I have been married for two weeks now! 16 whole days.
So far it has been great I am very much in love with my sweet husband despite the ups and downs and practicalities of real life. Since I have been back to work many people have been asking me what is my new name. However I have had to break the news to them that I am still Dr and not a Mrs!
It is something that just is, for two main reasons.
Firstly my husband is Spanish and in Spain men and women do not change their names when they get married. In Spain people have two surnames – one from the father (paternal grandfather) and one from the mother (maternal grandfather). So it would not culturally be expected for me to change my surname. If for some reason that I decided to stray from the beaten track – I am not even sure how I could take my husband’s name. Would I take both surnames or just one? And if we had children what would we call them? I would have subverted the Spanish tradition! The Nigerian tradition is of course to take your husbands name. My younger sister has done this and it is in my opinion quite frankly very lovely. I love the fact that she is part of that family and that she is a ‘Mrs….’. I love the fact that my siblings and I refer to her and her husband as the ‘xxxx’s’. It’s sweet and reminds us that she has moved onto another stage in her life. This of course does not mean that I have not experienced and feel the same thing – it’s just different.
Secondly – I am a doctor and over the years – before I there was even a man in sight – I had always thought that if I married I would still keep my professional name and remain being known as Dr….. It is is because this is the name that I started my professional life with – the name that my family, friends and colleagues know. All of my female friends and many of my female colleagues who are doctors are married have also kept their names. In fact one of my friends who recently got married, had commented that she saw no reason to change her name and title but would be happy if her husband took her name.
Below is a conservation that I had with my now mother-in-law, then she was the mother of my boyfriend, about names and marriage. I had written a post on my other blog about my sister changing her name. At that time my mother and I were still fresh with grief about the recent passing of my father.
Perhaps that is for me another influence. My father is no longer here and I all have remaining are my memories and his name, which I can now pass on to my children, if I have any. Yes, it is curious and complex…

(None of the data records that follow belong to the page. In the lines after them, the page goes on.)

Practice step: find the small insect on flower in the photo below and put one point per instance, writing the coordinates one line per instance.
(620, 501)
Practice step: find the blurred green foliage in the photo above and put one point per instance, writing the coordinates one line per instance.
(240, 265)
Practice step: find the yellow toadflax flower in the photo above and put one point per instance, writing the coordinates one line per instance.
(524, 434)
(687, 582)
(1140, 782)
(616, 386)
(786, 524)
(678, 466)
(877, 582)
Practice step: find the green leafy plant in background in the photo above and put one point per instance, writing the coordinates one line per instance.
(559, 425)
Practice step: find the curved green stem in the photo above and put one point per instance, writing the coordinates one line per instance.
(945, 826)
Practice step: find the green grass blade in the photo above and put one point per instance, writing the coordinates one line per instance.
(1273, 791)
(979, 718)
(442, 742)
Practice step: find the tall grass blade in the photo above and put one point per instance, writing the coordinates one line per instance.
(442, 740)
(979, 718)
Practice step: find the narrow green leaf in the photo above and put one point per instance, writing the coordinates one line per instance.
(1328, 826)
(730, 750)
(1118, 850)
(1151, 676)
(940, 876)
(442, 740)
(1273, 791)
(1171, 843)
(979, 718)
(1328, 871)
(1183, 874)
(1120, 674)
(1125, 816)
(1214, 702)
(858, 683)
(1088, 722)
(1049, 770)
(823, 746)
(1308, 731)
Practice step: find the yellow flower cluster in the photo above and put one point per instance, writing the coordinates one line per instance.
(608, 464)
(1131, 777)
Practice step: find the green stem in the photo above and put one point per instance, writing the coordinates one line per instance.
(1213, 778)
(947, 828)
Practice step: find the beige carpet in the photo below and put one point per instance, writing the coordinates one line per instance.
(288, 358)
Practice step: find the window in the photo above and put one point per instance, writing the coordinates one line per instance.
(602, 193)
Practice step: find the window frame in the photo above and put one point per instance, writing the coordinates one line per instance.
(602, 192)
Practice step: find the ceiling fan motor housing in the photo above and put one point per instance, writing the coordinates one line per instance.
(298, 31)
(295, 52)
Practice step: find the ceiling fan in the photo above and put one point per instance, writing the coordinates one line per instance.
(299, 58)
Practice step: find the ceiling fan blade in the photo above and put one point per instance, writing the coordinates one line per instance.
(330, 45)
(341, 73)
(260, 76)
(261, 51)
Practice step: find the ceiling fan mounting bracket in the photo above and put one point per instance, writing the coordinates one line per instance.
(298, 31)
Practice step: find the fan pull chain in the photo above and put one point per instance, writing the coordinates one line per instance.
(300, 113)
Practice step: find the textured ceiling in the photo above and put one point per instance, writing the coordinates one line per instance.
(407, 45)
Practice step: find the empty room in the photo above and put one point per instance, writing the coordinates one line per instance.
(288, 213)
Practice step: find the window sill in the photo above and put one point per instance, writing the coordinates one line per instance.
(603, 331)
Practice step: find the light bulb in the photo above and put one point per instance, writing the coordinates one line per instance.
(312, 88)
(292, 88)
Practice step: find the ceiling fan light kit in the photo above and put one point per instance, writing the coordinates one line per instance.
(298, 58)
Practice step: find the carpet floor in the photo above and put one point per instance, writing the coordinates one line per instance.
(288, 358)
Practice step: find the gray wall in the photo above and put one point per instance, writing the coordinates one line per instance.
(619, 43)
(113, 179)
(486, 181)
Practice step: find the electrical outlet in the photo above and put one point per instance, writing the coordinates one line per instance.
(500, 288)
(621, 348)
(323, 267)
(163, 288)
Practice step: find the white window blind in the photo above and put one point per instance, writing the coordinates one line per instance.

And yes – I was and still am seduced by the idea of being a Mrs – of belonging and being part of a team, being part of a ‘club’. But I fear that is all romantic, old-fashioned and outdated nonsense. I did briefly wonder if I could be a Mrs and keep my surname, therefore not having to go through the hassle of legal changing my name but it seems that is not possible or logical. It would be as if I had married myself!
And what does my husband think? He thinks I should keep my name. He says it is unique and he likes it. I guess that just about sums it up then!